Contrast between Foreground (Text) and Background Colours

Choosing colours that go well together will not only make your blog look good, it’ll aid anyone who is trying to read your content.

Opinion seems to be fairly divided in terms of whether to go with dark text on a light background, or light text on a dark background – there are readers on both sides of the fence. I’m partial to dark text on a light background.

Points to be aware of:

  1. Purely from my own browsing experience, the vast majority of business sites use dark text on a light background.
  2. High contrast is the key. So for instance, dark grey text on a black background is really difficult to read. Avoid red/green colour combinations, as they may not be legible for colour-blind readers.

Contrast between Headings and Body Text

Separating your content with subheadings is a good way to break up what would otherwise be a large wall of text.

However, it works better if you style your headings and subheadings differently to your body text. Here’s what I do at QBT to differentiate headings/subheadings and body text:

  1. Use a different font.
  2. Use a bigger font.
  3. Use a different colour.
  4. Use a bigger margin.
  5. Use a subtle border. (See the line that goes above each subheading?)

Use of Special Formatting

Are you using bold and italic styling in your posts? It’s easy to get carried away and over-format your posts, or conversely, to forget to use bold and italic at all.

Trying to make too many things stand out will make your posts look unprofessional, and won’t help readers to zero in on the good stuff.

Bolding a key message in your post will make it stand out. Bolding too much of your post will have the opposite effect.

Using special formatting for quotes can look awesome, but once again, don’t overdo it.

Avoid underlined text at all costs, as it looks like a link. Only use underlined text on the web if you’re actually displaying a link.

Link Scattering

Sometimes it’s helpful to include a link or two if you’re covering an intermediate or advanced topic and you don’t want to spend time explaining the simple stuff. Or if you’re using an external source to back up your argument.

But if you go crazy and scatter lots of links throughout your posts, it looks like you’re saying this:

By all means link to stuff when it’s helpful. Just bear in mind that if you throw a few links in the middle of a paragraph, it really disrupts the flow and may send readers elsewhere.

Instead of link scattering, try listing your links at the end of the post. In this post, I’ve done exactly that.

Test, Test, Test

How do you usually read your blog? In Firefox, on your Windows desktop PC? In Safari, on your Macbook Pro? In Chrome, on the latest version of Ubuntu?

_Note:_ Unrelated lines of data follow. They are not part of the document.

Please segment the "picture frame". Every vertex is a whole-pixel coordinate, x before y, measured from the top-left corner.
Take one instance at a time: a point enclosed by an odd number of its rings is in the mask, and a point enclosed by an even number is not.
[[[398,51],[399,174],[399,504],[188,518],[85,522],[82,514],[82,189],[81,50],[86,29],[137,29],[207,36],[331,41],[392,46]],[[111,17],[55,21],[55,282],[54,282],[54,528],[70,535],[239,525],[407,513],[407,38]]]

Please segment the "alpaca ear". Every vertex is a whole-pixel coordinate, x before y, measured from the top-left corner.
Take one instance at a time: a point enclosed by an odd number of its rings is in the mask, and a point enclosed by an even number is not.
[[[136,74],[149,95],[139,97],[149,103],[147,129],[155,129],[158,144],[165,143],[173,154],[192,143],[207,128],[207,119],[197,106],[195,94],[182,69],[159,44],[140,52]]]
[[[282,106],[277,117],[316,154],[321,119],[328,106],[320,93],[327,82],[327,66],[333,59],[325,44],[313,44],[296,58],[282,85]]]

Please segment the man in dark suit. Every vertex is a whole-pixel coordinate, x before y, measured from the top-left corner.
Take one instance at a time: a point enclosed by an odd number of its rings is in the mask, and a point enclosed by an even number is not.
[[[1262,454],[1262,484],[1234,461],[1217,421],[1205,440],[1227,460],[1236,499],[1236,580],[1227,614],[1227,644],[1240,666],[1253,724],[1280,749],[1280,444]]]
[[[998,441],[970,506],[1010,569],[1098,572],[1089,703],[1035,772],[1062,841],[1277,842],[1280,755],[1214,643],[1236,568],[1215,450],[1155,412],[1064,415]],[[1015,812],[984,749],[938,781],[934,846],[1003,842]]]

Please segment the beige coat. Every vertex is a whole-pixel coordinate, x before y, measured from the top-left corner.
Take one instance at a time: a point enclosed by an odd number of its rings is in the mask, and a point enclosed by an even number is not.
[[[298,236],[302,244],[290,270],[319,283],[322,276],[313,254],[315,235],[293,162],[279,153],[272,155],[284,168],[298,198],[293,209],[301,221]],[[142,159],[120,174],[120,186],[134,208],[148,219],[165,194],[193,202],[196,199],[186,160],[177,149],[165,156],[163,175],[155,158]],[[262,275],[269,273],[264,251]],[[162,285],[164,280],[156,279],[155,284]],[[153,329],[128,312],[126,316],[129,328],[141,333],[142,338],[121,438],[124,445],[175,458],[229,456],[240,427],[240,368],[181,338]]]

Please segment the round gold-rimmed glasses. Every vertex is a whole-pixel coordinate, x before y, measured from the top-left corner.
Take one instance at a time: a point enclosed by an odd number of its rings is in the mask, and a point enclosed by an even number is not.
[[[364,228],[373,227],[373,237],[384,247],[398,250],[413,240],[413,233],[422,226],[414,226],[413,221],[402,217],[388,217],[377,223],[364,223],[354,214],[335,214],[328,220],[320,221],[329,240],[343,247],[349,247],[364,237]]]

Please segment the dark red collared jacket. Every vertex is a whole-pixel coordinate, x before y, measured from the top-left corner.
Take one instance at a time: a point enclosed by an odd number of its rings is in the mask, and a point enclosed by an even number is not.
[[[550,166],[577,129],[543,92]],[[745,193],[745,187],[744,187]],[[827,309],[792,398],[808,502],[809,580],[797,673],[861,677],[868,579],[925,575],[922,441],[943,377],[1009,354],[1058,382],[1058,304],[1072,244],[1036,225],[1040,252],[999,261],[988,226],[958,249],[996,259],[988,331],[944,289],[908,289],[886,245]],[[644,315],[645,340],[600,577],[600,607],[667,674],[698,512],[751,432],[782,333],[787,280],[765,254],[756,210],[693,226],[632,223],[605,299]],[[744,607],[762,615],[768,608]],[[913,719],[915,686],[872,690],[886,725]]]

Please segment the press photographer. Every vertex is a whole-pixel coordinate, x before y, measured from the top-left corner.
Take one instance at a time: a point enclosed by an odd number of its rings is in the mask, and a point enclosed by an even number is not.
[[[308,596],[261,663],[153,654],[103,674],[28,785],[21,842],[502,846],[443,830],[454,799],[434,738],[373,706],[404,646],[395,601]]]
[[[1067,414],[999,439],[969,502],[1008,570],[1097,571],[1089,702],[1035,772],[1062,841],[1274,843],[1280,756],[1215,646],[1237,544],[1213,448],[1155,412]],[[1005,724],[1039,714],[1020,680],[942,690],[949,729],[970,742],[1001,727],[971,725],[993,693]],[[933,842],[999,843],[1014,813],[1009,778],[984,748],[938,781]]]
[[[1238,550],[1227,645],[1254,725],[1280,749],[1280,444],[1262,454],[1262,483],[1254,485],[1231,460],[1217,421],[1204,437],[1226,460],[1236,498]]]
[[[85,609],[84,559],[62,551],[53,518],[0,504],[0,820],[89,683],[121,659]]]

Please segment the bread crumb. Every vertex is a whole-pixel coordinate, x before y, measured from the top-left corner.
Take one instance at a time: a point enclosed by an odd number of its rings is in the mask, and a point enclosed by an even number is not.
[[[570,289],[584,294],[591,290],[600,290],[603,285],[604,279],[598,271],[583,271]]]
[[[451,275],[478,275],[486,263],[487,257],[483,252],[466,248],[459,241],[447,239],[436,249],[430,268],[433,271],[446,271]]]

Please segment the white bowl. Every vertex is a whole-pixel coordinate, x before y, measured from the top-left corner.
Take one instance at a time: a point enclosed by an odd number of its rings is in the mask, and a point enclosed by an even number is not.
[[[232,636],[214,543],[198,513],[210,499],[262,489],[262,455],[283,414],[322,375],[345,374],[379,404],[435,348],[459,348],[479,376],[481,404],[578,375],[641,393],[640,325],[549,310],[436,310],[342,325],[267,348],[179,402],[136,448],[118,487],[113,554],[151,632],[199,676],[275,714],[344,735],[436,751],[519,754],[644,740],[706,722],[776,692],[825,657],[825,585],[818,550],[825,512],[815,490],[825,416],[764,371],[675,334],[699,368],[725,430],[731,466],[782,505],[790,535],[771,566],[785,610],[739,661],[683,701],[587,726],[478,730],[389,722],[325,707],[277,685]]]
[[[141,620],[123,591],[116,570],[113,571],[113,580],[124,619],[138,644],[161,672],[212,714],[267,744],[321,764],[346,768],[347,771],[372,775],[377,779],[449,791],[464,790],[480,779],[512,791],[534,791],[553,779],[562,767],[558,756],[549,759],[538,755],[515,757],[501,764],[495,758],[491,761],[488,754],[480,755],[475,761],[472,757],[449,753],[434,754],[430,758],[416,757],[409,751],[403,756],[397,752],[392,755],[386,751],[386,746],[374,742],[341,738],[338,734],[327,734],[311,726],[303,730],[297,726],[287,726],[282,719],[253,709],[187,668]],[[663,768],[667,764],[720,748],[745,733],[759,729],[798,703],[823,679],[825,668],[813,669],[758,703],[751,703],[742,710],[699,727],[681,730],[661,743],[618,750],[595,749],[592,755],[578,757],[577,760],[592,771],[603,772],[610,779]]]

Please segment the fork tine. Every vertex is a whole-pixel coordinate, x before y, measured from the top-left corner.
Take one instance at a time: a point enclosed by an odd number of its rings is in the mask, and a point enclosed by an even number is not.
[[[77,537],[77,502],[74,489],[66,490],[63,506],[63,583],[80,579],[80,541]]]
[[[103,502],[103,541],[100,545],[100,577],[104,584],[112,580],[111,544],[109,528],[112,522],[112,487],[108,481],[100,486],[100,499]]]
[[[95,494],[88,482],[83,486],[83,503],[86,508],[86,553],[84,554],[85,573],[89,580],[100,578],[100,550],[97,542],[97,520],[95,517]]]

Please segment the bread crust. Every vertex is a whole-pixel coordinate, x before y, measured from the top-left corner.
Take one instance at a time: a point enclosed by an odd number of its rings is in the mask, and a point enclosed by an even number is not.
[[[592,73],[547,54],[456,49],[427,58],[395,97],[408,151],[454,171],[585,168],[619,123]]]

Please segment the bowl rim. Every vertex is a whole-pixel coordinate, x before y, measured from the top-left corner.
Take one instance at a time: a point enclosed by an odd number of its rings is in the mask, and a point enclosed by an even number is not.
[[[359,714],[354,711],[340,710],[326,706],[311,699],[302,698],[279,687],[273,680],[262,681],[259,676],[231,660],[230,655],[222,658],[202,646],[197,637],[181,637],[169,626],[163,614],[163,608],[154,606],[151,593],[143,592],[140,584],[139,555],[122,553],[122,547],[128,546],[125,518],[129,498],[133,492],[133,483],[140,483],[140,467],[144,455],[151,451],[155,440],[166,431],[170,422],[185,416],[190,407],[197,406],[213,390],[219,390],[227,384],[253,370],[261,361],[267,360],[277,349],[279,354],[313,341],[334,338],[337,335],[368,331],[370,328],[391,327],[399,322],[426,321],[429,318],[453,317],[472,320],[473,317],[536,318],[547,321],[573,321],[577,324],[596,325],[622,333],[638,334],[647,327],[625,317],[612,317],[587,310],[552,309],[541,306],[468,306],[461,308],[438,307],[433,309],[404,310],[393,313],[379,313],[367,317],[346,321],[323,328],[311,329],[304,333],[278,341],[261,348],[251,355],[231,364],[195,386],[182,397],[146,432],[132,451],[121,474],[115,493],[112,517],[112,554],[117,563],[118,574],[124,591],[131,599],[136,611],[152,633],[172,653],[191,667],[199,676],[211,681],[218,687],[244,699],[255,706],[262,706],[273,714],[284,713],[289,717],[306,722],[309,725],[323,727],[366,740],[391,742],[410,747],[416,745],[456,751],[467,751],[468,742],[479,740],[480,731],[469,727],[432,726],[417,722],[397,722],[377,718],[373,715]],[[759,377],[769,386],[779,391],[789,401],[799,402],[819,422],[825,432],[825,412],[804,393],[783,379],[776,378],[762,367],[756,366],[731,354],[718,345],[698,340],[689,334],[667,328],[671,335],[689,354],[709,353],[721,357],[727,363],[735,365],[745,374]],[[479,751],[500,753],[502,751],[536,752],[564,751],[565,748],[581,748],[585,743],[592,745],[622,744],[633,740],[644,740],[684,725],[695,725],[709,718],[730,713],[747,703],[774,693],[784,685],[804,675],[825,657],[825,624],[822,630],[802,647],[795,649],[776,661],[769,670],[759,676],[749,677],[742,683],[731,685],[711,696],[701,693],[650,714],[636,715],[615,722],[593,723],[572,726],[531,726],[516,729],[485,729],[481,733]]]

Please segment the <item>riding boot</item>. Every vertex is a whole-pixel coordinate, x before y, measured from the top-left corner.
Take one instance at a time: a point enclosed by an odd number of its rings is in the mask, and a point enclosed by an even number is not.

That’s already three different ways to read your blog – many more if you mix and match the various browsers and operating systems, throw in other browsers, screen size and resolution, browser versions, operating system versions and so on.

Here are some of the more eye-opening ways to try reading your blog – observe how your blog displays under the following circumstances:

  1. On a smartphone. Got an iPhone or an Android phone? Visit your blog and try to read a post.
  2. On a tablet. Whether it’s the Google Nexus 7, Samsung Galaxy Tab 8.9, Kindle Fire HD, or the iPad, your reading experience may be quite different to that of a big screen PC or Mac.
  3. In Google Reader. Your blog theme isn’t carried across to a feed reader, so you’re left with a bare bones post. This is a good way to see if you’re formatting your headings, paragraphs and lists correctly.
  4. With CSS turned off. This is an extreme approach but is a good way to see how your blog looks if the CSS fails to load. In Firefox, press the ALT key to make the menubar appear. Then go to View – Page Style – No style. Make sure to repeat the process and change it back to “screen” when you’re done.